I am a PhD Candidate in Geography at the University of California, Santa Barbara working with the WAVES Lab, directed by Professor Kelly Caylor, and UCSB's Earth Research Institute. My research focuses on the converging challenges of climate change, urbanization, and food security in Africa. As a scientist, I not only have an obligation to communicate the complexity of these problems, but to also maintain objectivity in light of the often divergent public, political, and scientific discourse. To this end, I am keen to leverage cutting-edge data science methods to engender evidenced-based policy and private sector solutions that ensure food security across Africa, and around the world.
I employ a combination of remote-sensed imagery and GIS analysis, machine learning applications, household survey design and implementation, and statistical modeling to accomplish my research objectives. Much of my research relies on developing geospatial code in Python, though I am literate in R and desktop applications such as ENVI, QGIS and ArcGIS Pro. Funded as a U.S. Borlaug Fellow in Global Food Security, I have conducted household surveys in Accra, Ghana, and Lusaka, Zambia, to examine the environmental, socioeconomic, and spatial determinants of household food security within large African cities. Currently, I developing novel methods to integrate continental-scale human settlement and climate data to examine the effects of climate change on urban populations in Africa.
Prior to graduate school, my path weaved from studying International Affairs at The George Washington University, to hunting guinea worm in Northern Ghana, to working on Capitol Hill, and to teaching English in Sliven, Bulgaria, under a Fulbright Scholarship. This global tableau of experience cultivated my understanding of the complex and sometimes conflicting relationship between transformative science, idealistic public policy, and the practical political and local limitations of employing scientific research to enact positive change. By investigating climate change, urbanization, and food security, I seek to advance applied Earth systems science to address pressing global human-environmental challenges.
El Salvador © 2016 Cascade Tuholske
Research: Identifying Urban Population Pressures Across Africa
Africa is projected to add 1,000,000,000 new urban residents by 2050. Yet developing sustainable solutions to tackle the host of challenges posed by rapid urban population growth is stymied by a lack municipality-level population data across the continent. We simply do not know how many people live in most African towns and cities. To fill this gap, I built a geo-spatial algorithm that couples crowd-sourced GIS data and large-scale population raster datasets to measure the population of over 4,500 urban settlements.

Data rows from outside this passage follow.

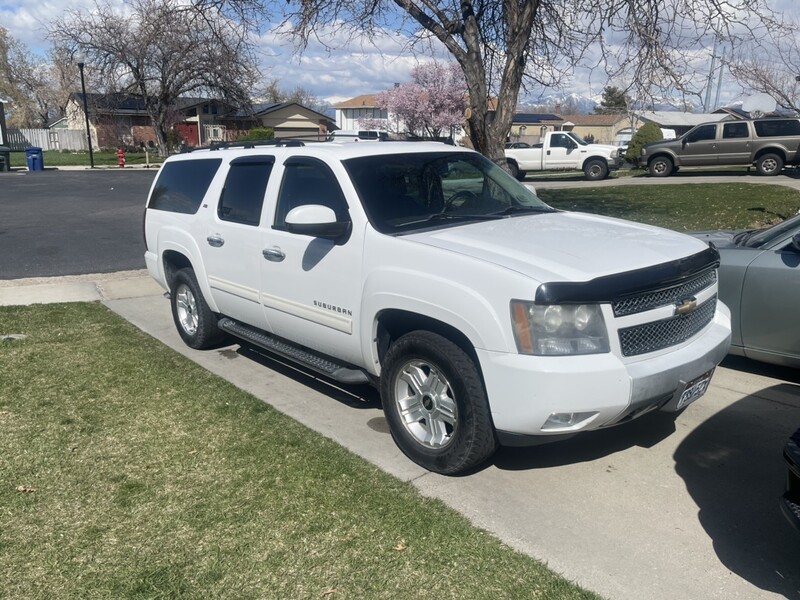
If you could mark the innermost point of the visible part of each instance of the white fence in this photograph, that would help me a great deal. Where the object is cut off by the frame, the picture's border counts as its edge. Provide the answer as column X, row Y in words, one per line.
column 47, row 139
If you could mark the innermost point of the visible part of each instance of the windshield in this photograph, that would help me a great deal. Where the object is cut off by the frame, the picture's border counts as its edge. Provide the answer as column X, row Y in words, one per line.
column 577, row 138
column 766, row 236
column 402, row 193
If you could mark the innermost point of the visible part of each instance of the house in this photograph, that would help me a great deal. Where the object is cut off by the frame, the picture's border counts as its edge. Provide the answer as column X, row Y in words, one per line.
column 116, row 119
column 350, row 112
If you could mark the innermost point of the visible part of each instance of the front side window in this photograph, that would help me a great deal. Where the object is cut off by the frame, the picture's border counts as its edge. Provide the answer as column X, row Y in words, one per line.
column 243, row 195
column 182, row 184
column 402, row 193
column 308, row 181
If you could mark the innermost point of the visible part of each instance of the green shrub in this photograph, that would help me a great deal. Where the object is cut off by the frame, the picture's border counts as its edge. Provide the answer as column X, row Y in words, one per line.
column 259, row 133
column 649, row 132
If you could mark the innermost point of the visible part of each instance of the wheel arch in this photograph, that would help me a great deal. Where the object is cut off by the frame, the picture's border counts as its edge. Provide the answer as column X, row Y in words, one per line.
column 771, row 150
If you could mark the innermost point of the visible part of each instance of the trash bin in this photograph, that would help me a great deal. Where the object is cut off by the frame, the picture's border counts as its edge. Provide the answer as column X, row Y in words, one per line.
column 5, row 158
column 35, row 159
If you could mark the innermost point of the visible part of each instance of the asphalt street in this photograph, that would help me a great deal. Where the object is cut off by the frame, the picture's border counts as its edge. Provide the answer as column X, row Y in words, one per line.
column 55, row 223
column 659, row 509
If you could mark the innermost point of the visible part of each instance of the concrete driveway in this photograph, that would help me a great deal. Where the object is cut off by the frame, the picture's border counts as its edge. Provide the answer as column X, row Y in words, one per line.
column 658, row 509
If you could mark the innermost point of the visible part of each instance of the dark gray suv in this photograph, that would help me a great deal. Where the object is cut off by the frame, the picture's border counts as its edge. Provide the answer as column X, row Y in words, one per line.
column 769, row 144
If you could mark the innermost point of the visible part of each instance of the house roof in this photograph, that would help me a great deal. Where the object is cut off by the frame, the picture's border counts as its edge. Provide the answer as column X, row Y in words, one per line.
column 668, row 118
column 608, row 120
column 364, row 101
column 535, row 118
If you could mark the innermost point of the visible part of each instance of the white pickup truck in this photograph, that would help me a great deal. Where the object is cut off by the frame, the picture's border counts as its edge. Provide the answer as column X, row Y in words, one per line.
column 564, row 151
column 483, row 315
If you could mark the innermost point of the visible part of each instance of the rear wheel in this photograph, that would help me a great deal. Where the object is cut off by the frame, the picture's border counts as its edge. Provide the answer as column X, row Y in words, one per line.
column 595, row 169
column 769, row 164
column 661, row 166
column 196, row 323
column 435, row 404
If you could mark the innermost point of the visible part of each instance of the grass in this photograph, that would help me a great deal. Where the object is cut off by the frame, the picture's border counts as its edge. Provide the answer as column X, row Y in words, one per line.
column 54, row 158
column 127, row 471
column 684, row 207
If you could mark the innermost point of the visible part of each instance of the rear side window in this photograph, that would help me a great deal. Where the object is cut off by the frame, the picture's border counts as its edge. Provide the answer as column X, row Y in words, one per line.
column 777, row 128
column 181, row 185
column 734, row 131
column 243, row 195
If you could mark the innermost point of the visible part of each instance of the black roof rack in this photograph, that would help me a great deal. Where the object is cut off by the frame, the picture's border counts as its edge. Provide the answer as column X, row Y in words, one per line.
column 290, row 142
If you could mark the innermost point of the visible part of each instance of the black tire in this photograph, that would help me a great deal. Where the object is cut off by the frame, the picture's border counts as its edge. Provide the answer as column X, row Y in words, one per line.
column 435, row 404
column 195, row 322
column 769, row 164
column 661, row 166
column 595, row 169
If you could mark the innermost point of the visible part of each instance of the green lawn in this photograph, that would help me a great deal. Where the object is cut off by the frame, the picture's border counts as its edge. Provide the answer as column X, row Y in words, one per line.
column 684, row 207
column 127, row 471
column 54, row 158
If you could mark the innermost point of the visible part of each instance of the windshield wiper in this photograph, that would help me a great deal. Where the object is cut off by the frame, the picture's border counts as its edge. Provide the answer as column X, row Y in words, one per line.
column 517, row 210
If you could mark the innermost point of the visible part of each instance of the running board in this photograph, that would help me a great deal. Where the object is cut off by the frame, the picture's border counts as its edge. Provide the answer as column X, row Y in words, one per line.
column 315, row 362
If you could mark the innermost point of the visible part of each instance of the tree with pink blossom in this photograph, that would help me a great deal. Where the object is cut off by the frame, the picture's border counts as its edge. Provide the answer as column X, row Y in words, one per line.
column 432, row 104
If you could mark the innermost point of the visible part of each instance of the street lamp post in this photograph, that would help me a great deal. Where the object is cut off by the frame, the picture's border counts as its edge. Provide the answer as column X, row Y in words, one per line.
column 81, row 63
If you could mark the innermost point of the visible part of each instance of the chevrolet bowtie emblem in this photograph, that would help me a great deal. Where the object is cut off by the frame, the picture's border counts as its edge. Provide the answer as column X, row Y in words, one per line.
column 686, row 306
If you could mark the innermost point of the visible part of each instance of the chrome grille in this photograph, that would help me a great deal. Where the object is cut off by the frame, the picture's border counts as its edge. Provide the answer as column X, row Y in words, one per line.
column 658, row 335
column 651, row 300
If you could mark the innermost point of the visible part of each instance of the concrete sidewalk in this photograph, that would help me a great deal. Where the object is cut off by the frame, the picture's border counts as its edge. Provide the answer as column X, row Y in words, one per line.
column 78, row 288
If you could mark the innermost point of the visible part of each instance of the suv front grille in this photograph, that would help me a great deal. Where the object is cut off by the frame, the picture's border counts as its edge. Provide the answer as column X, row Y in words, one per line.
column 650, row 300
column 658, row 335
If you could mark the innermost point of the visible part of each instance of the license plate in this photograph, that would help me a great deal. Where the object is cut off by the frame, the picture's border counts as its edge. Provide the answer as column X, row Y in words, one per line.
column 695, row 389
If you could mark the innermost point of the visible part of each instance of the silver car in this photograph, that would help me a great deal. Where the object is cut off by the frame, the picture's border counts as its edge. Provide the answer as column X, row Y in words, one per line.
column 759, row 279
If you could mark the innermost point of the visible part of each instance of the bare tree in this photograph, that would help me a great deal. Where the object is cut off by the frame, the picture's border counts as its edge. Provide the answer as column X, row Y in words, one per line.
column 772, row 67
column 502, row 46
column 162, row 50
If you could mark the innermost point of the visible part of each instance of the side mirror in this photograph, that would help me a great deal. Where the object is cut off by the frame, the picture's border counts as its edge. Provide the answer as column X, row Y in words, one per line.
column 795, row 243
column 317, row 221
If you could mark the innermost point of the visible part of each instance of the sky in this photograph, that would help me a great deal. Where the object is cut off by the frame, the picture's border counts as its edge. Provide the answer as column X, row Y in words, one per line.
column 332, row 76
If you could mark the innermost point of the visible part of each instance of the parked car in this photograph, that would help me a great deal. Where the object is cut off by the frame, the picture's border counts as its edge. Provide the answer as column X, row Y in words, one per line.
column 759, row 279
column 483, row 315
column 790, row 503
column 769, row 144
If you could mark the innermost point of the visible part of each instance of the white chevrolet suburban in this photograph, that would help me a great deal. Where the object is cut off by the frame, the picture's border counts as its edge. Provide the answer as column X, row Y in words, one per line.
column 483, row 315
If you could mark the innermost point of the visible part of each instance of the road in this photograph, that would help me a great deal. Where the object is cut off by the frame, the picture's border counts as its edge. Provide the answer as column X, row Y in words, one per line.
column 659, row 509
column 72, row 222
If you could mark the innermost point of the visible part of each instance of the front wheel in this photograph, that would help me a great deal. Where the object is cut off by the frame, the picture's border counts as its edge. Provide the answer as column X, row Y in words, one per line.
column 196, row 323
column 769, row 164
column 435, row 404
column 595, row 170
column 661, row 166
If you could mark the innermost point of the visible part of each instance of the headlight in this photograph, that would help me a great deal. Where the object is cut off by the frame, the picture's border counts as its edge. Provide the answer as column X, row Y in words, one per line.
column 558, row 329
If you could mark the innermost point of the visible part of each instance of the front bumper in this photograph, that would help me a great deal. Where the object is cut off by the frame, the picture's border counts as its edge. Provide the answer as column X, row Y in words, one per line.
column 790, row 502
column 525, row 391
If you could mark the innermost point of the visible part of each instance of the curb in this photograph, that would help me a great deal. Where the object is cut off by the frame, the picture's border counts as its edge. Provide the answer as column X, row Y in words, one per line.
column 98, row 287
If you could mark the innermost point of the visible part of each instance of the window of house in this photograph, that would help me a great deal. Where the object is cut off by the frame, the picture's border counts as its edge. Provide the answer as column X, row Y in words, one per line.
column 182, row 185
column 308, row 181
column 245, row 186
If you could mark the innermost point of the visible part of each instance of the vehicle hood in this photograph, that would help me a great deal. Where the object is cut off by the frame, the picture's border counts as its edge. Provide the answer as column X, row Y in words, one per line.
column 720, row 239
column 564, row 246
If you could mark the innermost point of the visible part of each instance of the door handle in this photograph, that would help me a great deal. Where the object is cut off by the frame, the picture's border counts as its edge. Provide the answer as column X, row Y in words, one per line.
column 273, row 254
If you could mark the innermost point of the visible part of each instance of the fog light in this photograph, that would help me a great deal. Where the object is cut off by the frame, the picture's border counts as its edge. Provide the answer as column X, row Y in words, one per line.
column 568, row 420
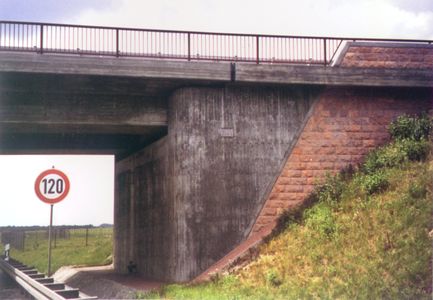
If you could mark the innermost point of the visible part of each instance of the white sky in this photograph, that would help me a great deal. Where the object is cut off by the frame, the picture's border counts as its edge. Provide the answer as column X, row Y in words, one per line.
column 91, row 196
column 90, row 199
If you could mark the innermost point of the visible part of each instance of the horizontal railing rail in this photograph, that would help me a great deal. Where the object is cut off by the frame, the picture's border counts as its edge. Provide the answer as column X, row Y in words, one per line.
column 167, row 44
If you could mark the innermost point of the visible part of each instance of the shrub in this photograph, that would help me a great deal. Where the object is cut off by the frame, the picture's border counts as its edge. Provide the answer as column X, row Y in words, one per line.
column 388, row 156
column 330, row 190
column 395, row 154
column 374, row 183
column 273, row 277
column 415, row 150
column 413, row 128
column 321, row 220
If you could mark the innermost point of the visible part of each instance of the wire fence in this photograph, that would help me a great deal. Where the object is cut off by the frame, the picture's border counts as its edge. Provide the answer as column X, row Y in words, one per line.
column 31, row 239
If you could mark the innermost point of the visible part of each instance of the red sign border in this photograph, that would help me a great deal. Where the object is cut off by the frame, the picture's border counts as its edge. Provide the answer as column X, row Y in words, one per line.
column 38, row 183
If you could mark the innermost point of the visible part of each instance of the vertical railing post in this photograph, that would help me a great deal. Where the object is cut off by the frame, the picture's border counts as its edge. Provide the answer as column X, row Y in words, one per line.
column 42, row 39
column 117, row 43
column 189, row 46
column 257, row 50
column 324, row 53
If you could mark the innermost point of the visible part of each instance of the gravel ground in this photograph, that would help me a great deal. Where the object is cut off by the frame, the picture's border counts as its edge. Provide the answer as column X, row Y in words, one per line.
column 103, row 282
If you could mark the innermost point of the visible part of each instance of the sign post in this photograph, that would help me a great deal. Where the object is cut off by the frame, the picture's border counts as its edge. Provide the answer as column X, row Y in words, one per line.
column 51, row 187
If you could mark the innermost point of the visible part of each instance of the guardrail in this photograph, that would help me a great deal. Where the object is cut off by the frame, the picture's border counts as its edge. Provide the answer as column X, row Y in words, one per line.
column 166, row 44
column 38, row 285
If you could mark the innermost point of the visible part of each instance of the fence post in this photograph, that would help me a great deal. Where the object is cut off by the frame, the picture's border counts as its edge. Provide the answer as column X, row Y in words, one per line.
column 42, row 39
column 87, row 236
column 189, row 46
column 257, row 50
column 117, row 43
column 324, row 52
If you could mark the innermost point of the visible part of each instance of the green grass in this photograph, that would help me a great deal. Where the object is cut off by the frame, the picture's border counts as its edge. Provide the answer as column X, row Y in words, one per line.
column 367, row 237
column 71, row 251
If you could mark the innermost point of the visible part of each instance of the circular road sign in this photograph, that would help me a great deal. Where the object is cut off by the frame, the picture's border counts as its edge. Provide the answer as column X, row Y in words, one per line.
column 52, row 186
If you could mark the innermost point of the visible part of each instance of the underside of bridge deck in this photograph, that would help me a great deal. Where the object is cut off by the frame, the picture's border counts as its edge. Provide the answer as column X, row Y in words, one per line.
column 198, row 145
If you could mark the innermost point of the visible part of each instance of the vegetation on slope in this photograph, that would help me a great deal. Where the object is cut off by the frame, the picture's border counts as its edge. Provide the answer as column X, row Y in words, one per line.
column 366, row 235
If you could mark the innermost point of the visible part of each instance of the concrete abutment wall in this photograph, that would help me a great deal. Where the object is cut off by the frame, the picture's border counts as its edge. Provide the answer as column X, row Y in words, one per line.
column 185, row 201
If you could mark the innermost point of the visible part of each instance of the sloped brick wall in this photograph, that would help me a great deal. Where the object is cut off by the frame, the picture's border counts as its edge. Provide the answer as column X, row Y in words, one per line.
column 370, row 55
column 344, row 126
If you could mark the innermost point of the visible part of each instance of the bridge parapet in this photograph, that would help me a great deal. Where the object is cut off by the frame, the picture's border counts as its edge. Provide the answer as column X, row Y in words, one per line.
column 172, row 44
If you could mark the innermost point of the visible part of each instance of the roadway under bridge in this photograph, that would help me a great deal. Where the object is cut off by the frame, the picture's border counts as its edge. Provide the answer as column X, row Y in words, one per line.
column 200, row 145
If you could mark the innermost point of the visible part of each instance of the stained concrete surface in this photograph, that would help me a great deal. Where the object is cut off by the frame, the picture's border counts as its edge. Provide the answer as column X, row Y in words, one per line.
column 185, row 201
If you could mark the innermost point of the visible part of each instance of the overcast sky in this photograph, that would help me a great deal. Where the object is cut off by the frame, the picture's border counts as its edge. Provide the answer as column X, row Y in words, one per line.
column 352, row 18
column 91, row 196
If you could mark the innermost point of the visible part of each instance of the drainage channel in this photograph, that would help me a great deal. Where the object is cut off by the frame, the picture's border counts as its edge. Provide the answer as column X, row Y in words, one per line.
column 37, row 284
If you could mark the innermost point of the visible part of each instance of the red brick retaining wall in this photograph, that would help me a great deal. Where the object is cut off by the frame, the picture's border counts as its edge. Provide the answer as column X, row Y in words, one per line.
column 389, row 56
column 344, row 126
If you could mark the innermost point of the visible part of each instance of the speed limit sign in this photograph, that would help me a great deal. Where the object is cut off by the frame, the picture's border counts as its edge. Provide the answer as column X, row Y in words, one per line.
column 52, row 186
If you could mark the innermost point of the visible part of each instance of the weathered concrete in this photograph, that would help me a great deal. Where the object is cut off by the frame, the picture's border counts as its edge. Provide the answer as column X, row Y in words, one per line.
column 44, row 113
column 223, row 133
column 185, row 201
column 191, row 73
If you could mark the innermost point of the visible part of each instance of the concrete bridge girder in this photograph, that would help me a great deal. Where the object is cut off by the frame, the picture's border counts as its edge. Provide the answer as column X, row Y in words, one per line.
column 198, row 145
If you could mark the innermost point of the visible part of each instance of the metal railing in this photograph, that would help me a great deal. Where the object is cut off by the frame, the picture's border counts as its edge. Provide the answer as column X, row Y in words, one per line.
column 165, row 44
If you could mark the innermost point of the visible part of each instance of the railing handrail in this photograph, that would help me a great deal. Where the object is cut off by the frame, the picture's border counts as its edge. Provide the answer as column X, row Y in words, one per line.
column 222, row 33
column 175, row 44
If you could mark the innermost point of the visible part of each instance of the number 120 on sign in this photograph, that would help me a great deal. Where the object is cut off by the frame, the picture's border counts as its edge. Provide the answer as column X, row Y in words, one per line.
column 52, row 186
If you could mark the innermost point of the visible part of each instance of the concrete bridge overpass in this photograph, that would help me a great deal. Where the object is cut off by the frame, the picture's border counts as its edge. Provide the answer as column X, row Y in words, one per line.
column 208, row 152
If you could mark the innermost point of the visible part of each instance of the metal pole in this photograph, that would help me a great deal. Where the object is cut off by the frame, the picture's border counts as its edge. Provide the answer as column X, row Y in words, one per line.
column 49, row 241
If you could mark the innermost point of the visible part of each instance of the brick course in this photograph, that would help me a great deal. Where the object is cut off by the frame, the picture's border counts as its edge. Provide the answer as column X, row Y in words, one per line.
column 344, row 126
column 389, row 57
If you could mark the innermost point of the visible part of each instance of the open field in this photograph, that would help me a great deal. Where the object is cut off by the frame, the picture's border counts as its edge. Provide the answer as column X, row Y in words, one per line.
column 70, row 250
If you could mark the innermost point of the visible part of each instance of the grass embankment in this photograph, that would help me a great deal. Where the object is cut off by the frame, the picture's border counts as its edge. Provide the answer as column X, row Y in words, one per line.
column 69, row 251
column 366, row 236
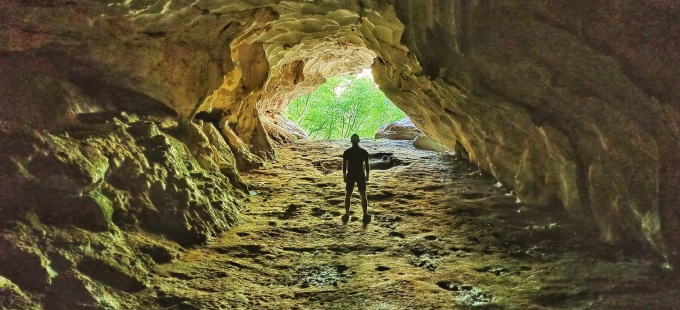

My results (published in Environmental Research Letters) reveal that 77% to 85% of urban settlements in Africa have fewer than 100,000 people and that at least 50% of Africa's urban population live in urban settlements with fewer than 1 million residents. Across almost all African countries, the urban population distribution shifted towards larger cities between 2000 and 2015. However, in arid regions, my results indicate that small- and medium-sized urban settlements are absorbing a greater share of urban population growth compared to large urban settlements.
I am now integrating these results with economic and climatological datasets to understand how Africa's smaller urban settlements interact with broader environmental and economic challenges. I am keen to develop solutions to ensure that Africa's growing urban populations can contend with the challenges posed by climate change.